|
At T-Mobile, we invest in YOU! Our Total Rewards Package ensures that employees get the same big love we give our customers. All team members receive a competitive base salary and compensation package - this is Total Rewards. Employees enjoy multiple wealth-building opportunities through our annual stock grant, employee stock purchase plan, 401(k), and access to free, year-round money coaches. That's how we're UNSTOPPABLE for our employees!
Are you ready to join the Un-carrier movement?
The Site Reliability Engineer at T-Mobile is instrumental in enhancing system reliability and resilience, ensuring our digital infrastructure operates seamlessly. By automating processes and reducing manual efforts, they minimize operational incidents and streamline software development and deployment. Their proficiency in programming, scripting languages, and incident response management fortifies our systems against disruptions. Through continuous learning and adaptation to new technologies, they drive innovation and maintain system robustness. Their contributions are vital to the stability and performance of T-Mobile's digital operations, directly impacting our service quality and operational efficiency.

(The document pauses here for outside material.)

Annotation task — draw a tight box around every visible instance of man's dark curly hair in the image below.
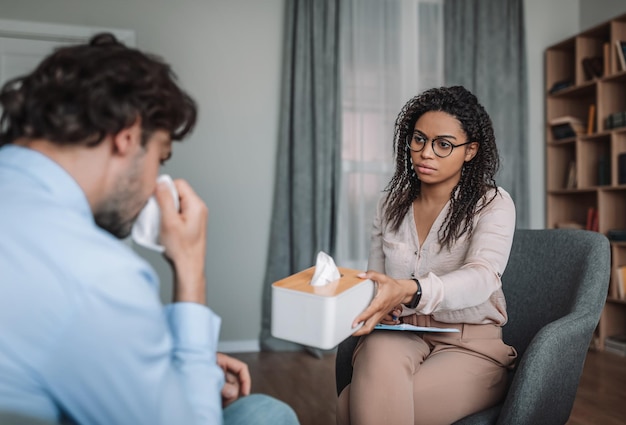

We pride ourselves on encouraging a culture of innovation, advocating for agile methodologies, and promoting transparency in all that we do. Join us in embodying the spirit of the 'Un-carrier' and make a tangible impact! If you're up to the challenge, apply today!
Job Responsibilities:
- Automates processes to enhance system reliability and resilience
- Own the reliability, scalability, and uptime of business-critical systems and services.
- Build self-healing systems that automatically detect and recover from faults.
- Implement redundancy, failover, and chaos testing strategies to validate system resilience.
- Apply and refine SLOs/SLIs to measure and improve reliability outcomes.
- Develop runbooks, automation scripts, and incident workflows that improve recovery time.
- Integrate reliability best practices into the software development lifecycle.
- Collaborate closely with Platform, Cloud, and Development teams to design for reliability.
- Minimizes operational incidents through proactive monitoring and maintenance
- Maintain and improve service-level objectives (SLOs) and error budgets for production systems.
- Develop and enhance observability platforms (Prometheus, Grafana, CloudWatch, Azure Monitor) for deep visibility into system health.
- Build and tune alerting systems to detect anomalies before they impact users.
- Analyze system metrics, logs, and traces to identify performance bottlenecks.
- Lead capacity planning and performance optimization efforts across multiple environments.
- Streamlines software development and deployment processes
- Partner with operations and development teams to ensure service stability across hybrid infrastructure.
- Design and implement automation for infrastructure provisioning and environment management using Terraform, Ansible, and Python.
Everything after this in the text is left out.